Second location: 525 Arthur Godfrey Road (Mid-Beach); lunch and dinner daily.
About the Chef: Christopher Lee is one of Miami’s newest chefs, but he’s established quite the career over the past two decades.
Born in Queens and raised in Long Island, Lee went to culinary school and trained in San Francisco before returning to New York. He worked at acclaimed restaurants such as Daniel, Jean Georges and Oceana before executive chef stints at Striped Bass in Philadelphia and Gilt and Aureole in Manhattan; he led Gilt to two Michelin stars. In early 2014, Lee was offered to lead the kitchen at The Forge, a Miami steakhouse that opened in the 1920s and has been owned and operated by the Malnik family since 1968. He says owner Shareef Malnik’s personality, beliefs and family values, along with the restaurant’s long history, ultimately sealed the deal for him.
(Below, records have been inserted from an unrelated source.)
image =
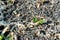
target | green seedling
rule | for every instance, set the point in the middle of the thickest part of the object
(35, 19)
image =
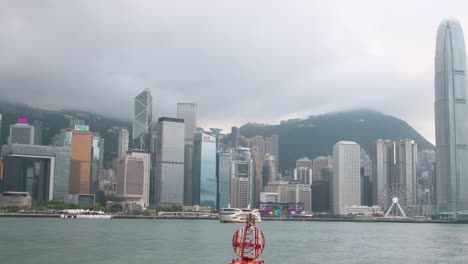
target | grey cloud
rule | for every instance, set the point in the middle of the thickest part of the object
(240, 61)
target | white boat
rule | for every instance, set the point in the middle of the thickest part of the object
(86, 216)
(236, 215)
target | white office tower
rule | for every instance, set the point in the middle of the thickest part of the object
(346, 176)
(142, 121)
(319, 165)
(300, 193)
(123, 142)
(188, 112)
(21, 133)
(279, 187)
(451, 118)
(240, 192)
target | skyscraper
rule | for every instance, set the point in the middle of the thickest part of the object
(130, 178)
(188, 113)
(346, 176)
(123, 142)
(242, 182)
(272, 147)
(204, 187)
(170, 162)
(21, 132)
(382, 164)
(1, 129)
(224, 179)
(406, 153)
(142, 121)
(450, 118)
(321, 164)
(394, 164)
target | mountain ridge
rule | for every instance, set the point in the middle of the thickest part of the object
(310, 137)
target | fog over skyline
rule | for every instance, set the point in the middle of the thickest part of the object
(241, 61)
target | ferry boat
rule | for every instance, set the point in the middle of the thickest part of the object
(237, 215)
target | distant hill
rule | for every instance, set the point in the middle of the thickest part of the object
(316, 135)
(53, 121)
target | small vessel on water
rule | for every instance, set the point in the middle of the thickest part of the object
(84, 214)
(237, 215)
(248, 242)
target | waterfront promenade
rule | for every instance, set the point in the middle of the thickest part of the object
(289, 219)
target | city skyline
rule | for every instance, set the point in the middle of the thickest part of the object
(387, 51)
(450, 116)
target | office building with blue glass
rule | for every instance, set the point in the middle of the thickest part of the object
(204, 186)
(224, 179)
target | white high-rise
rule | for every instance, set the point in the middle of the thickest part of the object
(146, 158)
(123, 142)
(451, 118)
(346, 176)
(170, 162)
(142, 121)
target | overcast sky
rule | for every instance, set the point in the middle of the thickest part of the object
(241, 61)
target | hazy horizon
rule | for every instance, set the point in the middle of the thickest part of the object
(262, 62)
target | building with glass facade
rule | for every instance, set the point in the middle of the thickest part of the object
(130, 178)
(204, 187)
(319, 164)
(346, 182)
(21, 133)
(242, 180)
(97, 162)
(123, 142)
(146, 158)
(142, 121)
(224, 179)
(43, 171)
(450, 118)
(170, 162)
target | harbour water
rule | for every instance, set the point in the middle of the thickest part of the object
(66, 241)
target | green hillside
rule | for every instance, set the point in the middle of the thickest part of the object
(316, 135)
(53, 121)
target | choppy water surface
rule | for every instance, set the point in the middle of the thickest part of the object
(31, 240)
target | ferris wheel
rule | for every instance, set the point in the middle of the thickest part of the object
(394, 201)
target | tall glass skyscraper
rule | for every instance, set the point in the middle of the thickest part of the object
(188, 112)
(170, 162)
(224, 179)
(204, 187)
(450, 118)
(142, 121)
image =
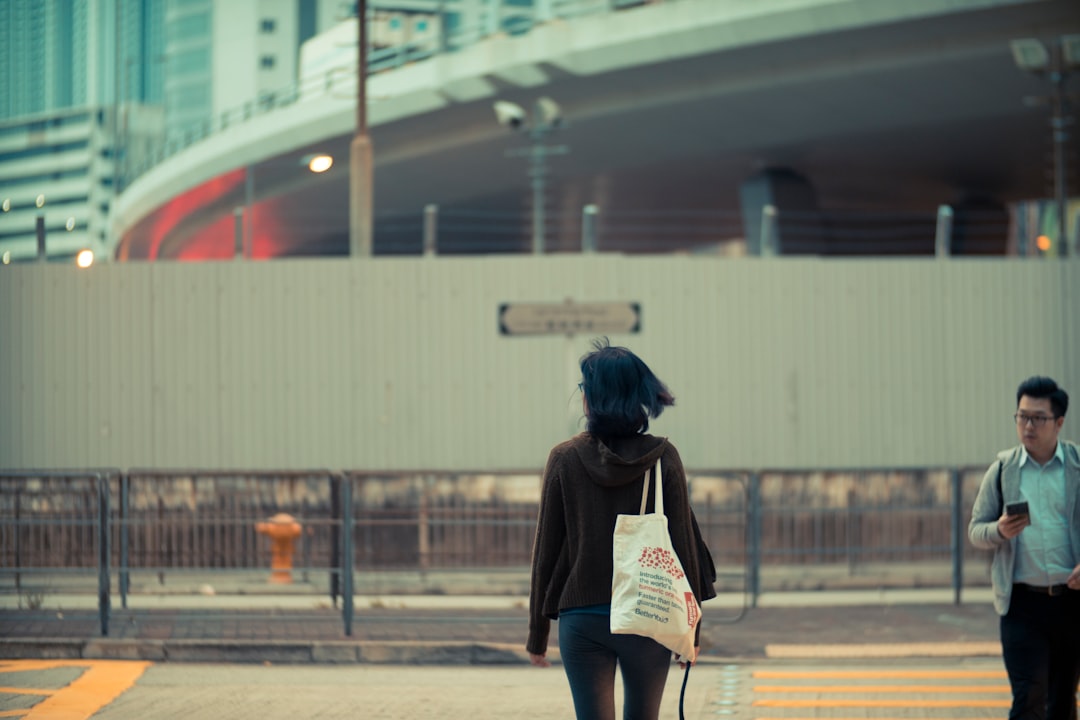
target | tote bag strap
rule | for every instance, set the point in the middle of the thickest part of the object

“THE LEGENDARY STATUS IS WHAT ATTRACTED ME AT FIRST. IT IS ALWAYS AN HONOR AND PRIVILEGE TO WORK WITH AND FOR INSTITUTIONS LIKE THE FORGE. … I AM APPROACHING THE POSITION AND MY TENURE AS THE NEXT CHAPTER IN THE FORGE’S LIFE. I DON’T WANT TO COMPARE MY STYLE TO PREVIOUS STYLES AT ALL; I AM JUST BRINGING MY PHILOSOPHIES TO THE FORGE TODAY AND LOOKING FORWARD TO SEEING WHAT WE CAN ACCOMPLISH.”
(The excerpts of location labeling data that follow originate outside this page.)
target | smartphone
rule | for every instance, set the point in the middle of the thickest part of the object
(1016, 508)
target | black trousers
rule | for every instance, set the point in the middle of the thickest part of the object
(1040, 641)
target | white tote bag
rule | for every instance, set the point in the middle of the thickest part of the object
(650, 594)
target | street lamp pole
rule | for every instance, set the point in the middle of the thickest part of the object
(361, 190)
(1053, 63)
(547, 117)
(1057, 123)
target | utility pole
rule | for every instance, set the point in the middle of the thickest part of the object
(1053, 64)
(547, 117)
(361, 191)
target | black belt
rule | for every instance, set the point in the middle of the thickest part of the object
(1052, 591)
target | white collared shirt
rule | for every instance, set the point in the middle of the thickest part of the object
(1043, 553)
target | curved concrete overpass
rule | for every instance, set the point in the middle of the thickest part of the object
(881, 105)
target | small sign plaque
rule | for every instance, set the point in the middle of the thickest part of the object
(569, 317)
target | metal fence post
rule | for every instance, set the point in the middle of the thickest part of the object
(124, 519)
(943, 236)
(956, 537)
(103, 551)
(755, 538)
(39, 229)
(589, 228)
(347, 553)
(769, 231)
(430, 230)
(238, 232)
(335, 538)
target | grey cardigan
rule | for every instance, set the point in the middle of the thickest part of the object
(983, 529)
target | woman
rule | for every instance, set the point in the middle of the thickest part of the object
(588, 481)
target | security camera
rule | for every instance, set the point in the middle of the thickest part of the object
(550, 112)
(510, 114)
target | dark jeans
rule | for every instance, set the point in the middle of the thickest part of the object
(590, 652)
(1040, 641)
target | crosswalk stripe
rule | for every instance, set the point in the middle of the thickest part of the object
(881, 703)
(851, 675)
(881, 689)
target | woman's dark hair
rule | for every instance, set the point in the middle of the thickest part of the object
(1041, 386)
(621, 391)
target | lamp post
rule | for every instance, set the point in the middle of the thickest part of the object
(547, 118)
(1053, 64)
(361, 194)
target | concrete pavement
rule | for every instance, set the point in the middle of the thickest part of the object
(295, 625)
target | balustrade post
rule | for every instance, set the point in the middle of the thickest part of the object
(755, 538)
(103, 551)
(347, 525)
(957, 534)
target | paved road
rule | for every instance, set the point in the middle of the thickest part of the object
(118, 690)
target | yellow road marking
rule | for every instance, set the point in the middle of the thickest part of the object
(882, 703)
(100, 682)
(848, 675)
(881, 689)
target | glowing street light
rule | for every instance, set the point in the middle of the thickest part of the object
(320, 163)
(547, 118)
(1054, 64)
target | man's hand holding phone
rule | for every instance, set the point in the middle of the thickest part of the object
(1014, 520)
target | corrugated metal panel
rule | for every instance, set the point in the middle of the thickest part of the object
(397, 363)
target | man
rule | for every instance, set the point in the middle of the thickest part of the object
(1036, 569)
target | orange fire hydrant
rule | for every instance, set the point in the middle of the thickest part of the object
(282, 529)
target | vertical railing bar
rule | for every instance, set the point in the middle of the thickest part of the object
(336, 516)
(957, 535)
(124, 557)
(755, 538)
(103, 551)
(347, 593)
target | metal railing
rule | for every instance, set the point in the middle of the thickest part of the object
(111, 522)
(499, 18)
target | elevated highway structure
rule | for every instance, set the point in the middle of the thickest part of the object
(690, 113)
The move to Miami meant a number of changes in the kitchen. There were initial challenges, such as finding purveyors carrying their high standards for product, but also much-welcomed opportunities to cook more with certain fresh, local ingredients (“I find myself using snapper and grouper more than I ever did before.”). In his first year, Lee has won over diners and critics with both traditional steakhouse favorites and more modern offerings on his menu.